Most European markets ended the day in the red, amid oil-price volatility.
Oil dropped in the European afternoon after data showed a decline in U.S gasoline and diesel inventory but a rise in crude stocks. West Texas intermediate was recently 1.64% down at $42.07 and Brent Crude lost 1.42% at $44.34 a barrel.
Data from the U.S. Energy Information Agency show gasoline stocks fell by 2.8 million barrels last week. The EIA said, "At 523.6 million barrels, U.S. crude oil inventories are at historically high levels for this time of year."
This comes as Saudi Arabia today told Opec that oil production rose to record levels in July to meet domestic demand and compete with rivals.
In London, the FTSE 100 ended the day in almost the place it began, 0.09% up at 6,857.44. The FTSE 250 closed at 17,699.68, 0.07% up.
Securities firm G4S (GFSZY) surged 16.2% on the FTSE 250 on Wednesday after reporting a 44% increase in profits in the first half. Revenue increased by 3.2% to £3.5 billion ($4.55 billion) and earnings grew to £69 million.
The company said that it was making "substantial" progress with its turnaround plan. The company is overcoming several scandals. The most recent was the revelation that the Orlando night club shooter was a G4S employee. Shares in the company are down 16% over the past year.
Entertainment One ended the day 10.3% up after saying that it had rejected a £1 billion takeover bid. The London-listed Canadian media company that owns children's cartoon franchise Peppa Pig rejected the takeover bid from ITV (ITVPY) "on the basis that it fundamentally undervalues the company and its prospects."
In France, factory output deteriorated further in June. There was a 0.8% contraction in June, whereas economists were expecting a 0.1% increase.

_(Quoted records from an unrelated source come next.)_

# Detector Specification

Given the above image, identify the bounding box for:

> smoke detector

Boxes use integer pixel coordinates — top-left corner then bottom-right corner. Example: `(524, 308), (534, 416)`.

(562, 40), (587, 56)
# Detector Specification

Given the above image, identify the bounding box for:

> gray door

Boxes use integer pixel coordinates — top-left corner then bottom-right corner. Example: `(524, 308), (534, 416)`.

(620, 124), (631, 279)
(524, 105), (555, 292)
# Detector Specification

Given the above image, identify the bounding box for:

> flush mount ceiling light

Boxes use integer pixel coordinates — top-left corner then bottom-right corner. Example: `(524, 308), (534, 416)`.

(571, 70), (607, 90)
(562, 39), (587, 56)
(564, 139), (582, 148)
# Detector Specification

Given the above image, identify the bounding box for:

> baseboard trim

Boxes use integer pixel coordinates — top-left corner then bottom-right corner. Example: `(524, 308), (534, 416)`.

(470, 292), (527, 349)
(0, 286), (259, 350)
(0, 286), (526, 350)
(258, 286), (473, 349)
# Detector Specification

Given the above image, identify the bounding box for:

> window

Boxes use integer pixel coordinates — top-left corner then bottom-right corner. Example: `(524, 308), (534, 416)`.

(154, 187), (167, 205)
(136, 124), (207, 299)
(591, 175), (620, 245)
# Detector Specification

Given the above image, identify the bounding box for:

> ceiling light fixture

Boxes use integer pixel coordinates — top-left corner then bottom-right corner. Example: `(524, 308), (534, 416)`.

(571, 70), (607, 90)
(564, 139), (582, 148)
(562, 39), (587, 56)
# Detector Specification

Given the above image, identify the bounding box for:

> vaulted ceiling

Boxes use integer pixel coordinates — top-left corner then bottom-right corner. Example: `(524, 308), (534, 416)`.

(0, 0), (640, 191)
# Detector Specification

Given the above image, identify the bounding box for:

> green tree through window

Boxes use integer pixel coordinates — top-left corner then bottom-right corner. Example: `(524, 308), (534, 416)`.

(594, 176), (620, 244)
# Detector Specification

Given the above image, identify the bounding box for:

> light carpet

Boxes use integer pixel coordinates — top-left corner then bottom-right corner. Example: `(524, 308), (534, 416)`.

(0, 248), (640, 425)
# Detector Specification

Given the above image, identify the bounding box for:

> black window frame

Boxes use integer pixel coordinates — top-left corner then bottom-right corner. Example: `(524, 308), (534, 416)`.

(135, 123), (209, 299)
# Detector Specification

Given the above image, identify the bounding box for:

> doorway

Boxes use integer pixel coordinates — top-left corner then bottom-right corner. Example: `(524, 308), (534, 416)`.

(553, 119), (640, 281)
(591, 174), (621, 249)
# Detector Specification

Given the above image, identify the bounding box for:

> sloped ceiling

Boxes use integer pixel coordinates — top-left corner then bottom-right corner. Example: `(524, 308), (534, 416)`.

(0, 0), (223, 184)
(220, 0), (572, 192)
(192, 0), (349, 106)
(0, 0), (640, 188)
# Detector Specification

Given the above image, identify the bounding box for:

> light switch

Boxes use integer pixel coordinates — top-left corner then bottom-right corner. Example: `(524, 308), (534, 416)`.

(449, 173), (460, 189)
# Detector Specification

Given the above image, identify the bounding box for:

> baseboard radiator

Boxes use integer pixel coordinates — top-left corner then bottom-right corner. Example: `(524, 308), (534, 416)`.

Output fell by 0.5% in May.
In Frankfurt, the Dax lost 0.32% on Wednesday to close at 10,658.55 and the Cac 40 closed at 4,451.36, 0.37% down.
E.ON (EONGY) shares plunged 7.8% today after Germany's largest energy company reported a net loss of €3 billion ($3.35 billion) in the first half of 2016. The fall was due to a €2.9 billion write-off on the value of power stations and energy trading assets it plans to spin off next month.